It seems as though we have been waiting for Jeremy Hellickson to take that next step, to show that there is something beyond a solid middle of the rotation starter. To be that next top flight starter that he has been expected to be. This afternoon, he appeared to take that next step.
Things did not look overly promising in the first inning, however. After a leadoff double, Jose Bautista singled to score Anthony Gose, putting the Blue Jays ahead four pitches into Hellickson’s outing. Then, things appeared to turn around for the Rays. Edwin Encarnacion flew out to left, and Kelly Johnson gunned down Bautista at second for the double play.
From that point on, Hellickson began cruising through the Toronto lineup. His curveball looked as sharp as it had been, and he had excellent command over the last few innings. Most importantly, he limited the amount of pitches he threw, attacking hitters and throwing strikes.

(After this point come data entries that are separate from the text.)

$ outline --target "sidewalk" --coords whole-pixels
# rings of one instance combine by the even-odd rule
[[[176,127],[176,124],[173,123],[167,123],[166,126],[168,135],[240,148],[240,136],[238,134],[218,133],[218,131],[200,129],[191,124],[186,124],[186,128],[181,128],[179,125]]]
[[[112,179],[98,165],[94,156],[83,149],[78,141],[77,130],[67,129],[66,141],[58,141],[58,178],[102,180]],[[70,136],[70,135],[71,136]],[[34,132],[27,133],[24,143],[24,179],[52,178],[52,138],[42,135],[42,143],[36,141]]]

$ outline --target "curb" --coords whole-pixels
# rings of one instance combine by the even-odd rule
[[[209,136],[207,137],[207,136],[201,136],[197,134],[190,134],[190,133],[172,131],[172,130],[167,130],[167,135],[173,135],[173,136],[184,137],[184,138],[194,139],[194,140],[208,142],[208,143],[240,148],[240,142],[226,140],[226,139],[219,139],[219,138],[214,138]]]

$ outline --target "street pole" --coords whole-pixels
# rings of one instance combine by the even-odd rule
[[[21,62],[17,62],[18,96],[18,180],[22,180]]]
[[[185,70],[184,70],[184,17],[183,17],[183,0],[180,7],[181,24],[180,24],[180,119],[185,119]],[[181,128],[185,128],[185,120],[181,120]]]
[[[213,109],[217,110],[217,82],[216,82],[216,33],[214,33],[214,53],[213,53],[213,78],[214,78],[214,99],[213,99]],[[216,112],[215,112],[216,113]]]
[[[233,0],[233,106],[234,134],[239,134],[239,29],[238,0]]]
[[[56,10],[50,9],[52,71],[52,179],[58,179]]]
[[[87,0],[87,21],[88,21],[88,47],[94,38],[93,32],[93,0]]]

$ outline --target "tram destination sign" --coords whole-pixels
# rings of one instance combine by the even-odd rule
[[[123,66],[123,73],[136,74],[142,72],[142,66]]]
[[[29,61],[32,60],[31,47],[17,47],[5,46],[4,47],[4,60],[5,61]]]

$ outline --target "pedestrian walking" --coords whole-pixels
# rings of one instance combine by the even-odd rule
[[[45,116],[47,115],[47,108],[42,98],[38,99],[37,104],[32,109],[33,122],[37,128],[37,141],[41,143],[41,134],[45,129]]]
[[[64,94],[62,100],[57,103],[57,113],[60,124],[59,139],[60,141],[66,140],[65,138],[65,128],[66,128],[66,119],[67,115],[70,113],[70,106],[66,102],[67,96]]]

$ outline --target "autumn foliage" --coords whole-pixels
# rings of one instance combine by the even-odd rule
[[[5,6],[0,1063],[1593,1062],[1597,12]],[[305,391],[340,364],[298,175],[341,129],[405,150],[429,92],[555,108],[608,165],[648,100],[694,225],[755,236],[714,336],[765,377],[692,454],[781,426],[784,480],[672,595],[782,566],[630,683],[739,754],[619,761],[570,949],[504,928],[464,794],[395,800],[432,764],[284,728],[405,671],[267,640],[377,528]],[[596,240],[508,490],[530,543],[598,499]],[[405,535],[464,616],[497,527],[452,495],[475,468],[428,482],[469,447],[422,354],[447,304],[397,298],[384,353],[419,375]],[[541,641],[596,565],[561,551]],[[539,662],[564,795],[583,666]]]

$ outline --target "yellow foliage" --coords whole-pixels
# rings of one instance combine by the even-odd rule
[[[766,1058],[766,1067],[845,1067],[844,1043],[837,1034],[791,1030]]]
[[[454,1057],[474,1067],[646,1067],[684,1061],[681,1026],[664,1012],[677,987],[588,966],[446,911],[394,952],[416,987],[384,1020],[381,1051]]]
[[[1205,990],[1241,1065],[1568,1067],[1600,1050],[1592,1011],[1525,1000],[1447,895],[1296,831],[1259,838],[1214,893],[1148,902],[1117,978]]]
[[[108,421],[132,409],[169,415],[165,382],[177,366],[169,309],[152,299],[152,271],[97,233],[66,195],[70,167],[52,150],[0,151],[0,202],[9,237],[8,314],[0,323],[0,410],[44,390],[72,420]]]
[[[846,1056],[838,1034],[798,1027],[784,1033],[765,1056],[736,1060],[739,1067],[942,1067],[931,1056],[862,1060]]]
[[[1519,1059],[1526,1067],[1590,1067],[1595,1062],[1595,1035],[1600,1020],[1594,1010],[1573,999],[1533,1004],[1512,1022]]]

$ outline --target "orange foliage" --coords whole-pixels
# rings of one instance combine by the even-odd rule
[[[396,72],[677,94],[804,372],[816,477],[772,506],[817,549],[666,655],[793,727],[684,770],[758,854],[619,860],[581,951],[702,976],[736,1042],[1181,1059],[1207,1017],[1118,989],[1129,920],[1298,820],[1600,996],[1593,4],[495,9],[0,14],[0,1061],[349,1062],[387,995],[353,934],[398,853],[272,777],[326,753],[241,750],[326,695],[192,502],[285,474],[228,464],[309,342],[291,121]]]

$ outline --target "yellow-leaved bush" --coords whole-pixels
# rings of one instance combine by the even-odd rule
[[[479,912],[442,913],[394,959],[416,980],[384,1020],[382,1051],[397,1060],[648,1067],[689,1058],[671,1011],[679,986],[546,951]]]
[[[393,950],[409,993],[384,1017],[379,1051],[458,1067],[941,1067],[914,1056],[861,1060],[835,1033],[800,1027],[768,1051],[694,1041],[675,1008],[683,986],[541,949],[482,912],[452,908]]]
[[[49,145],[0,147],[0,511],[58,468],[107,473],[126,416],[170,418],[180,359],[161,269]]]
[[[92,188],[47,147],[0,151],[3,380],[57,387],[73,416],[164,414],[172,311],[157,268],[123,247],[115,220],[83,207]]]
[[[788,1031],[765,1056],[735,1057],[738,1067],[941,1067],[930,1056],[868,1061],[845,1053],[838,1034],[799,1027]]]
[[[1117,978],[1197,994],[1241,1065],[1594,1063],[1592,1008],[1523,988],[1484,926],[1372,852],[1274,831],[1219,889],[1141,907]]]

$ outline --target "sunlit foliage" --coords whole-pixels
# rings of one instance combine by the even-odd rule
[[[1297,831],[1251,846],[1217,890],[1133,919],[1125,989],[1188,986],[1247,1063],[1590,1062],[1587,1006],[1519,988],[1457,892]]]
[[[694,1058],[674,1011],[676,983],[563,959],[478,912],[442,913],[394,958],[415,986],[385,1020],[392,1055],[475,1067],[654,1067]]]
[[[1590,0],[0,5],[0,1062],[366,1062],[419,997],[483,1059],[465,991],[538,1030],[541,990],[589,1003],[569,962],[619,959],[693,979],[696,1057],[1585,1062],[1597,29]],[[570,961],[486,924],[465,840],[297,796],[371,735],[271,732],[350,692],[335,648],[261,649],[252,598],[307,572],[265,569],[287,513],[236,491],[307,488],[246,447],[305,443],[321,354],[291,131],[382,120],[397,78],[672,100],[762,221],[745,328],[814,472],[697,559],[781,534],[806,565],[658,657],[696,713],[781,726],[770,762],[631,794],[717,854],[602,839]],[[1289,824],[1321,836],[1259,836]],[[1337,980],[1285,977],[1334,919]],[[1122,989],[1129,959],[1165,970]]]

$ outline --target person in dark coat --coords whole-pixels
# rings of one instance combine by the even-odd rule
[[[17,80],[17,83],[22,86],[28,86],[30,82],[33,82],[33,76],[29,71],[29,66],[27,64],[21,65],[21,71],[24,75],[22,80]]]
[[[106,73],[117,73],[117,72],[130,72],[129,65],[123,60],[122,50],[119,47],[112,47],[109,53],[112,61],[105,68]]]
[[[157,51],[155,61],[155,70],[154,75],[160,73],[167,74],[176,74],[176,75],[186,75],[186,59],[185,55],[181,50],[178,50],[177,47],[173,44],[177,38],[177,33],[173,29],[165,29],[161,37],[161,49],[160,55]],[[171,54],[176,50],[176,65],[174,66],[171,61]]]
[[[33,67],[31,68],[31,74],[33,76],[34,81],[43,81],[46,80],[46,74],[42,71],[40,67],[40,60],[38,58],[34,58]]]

This was the Hellickson that we had been waiting for.
The Rays took the lead in the third, putting runners on first and second with two out. Ryan Roberts hit a slow grounder for an infield hit that Macier Itzuris tried to grab with his bare hand, but missed the ball, allowing a run to score and putting runners on first and third. Ben Zobrist followed with a single, putting the Rays ahead 2-1.
Hellickson made one mistake the rest of the way, and Bautista jumped all over it, hammering the pitch into the second deck to tie the game. But Hellickson bounced back, lasting a season high eight innings, giving up only two runs on four hits and a walk, striking out four. Even if the strikeout totals were not impressive, Hellickson still had his best start of the season, which is even more outstanding considering how he gave up eight runs in his last start.
Tampa took the lead in the ninth, as Evan Longoria doubled with one out, bringing up James Loney. Loney singled, bringing home Longoria as the Rays took the 3-2 lead. With Fernando Rodney ready to close out the game, the Rays appeared to be following their formula for success, with timely hitting and excellent pitching.
Unfortunately, Rodney again was unable to replicate his performance last year. Buatista struck yet again, taking a 3-2 pitch from Rodney and depositing it in left to tie the game. After a one out walk, Rodney left, having blown his fourth save in thirteen chances. In the bottom of the tenth, the Rays defense let them down. Loney was originally given an error on what would later be changed to an infield hit for Colby Rasmus to lead off the inning against Ceasr Ramos. A sacrifice and a groundout put Rasmus on third with two outs. Following a walk to pinch hitter Mark DeRosa, Kyle Farnsworth came in to face Jose Bautista. Given how Farnsworth has looked this season, the matchup went as expected, with Bautista singling to right to drive in the game winning run as the Rays fell 4-3.
Baustita was a one man wrecking crew, having four of the Blue Jays seven hits as he went 4-4 with two home runs, a walk and four RBIs. It definitely stands to wonder why Bautista was not intentionally walked in that situation, as neither his run nor DeRosa’s meant anything at that point, and why Farnsworth was brought in to face him.
For the Rays, Jose Molina was 2-4 with a run scored against his old team.